I'll check the throttle plate, and linkages again tonight. I thought I had it all hooked up maybe not. how about the bar that runs across the front of the engine to the auto choke is it possible for that to come out when I removed the carb?


----------



## 30yearTech (Sep 14, 2006)

The choke linkage can come out, but if the choke is not opening the engine would choke down and die.


----------



## Sir Thomas (Dec 7, 2013)

How old is the unit? If the governor spring is hooked on check and see if the spring is stretched out of shape. Though I never worked on a Kohler, I've worked on several Tecumseh and Briggs and most of them have the same Governor to carb hook up principle. 
Find the governor lever. With it running, move it back and forth and see if it changes speed.


----------



## sgtrudz (May 15, 2015)

Bonzo,just a kwik thought.
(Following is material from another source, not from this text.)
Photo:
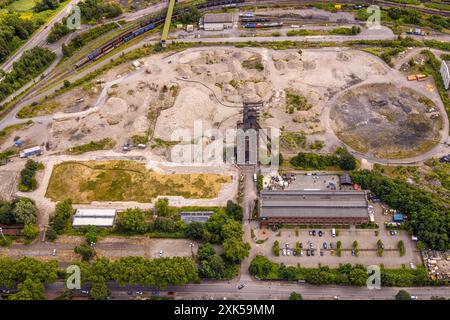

It's common for the throttle shaft to get gummed up since it was last used[ especially if a season has gone by].If it is ,the force of the governor spring won't have enough oomph to free it.If you can get at it,try to manually, with your fingers, to rotate the throttle plate from idle to wide open. Since most of us throttle down to idle when shutting down,that's wkere it'll be stuck at. Carb cleaner or wd-40 sprayed under throttle plate while rotating it usually frees it up quickly.Good luck, sgtrudz


----------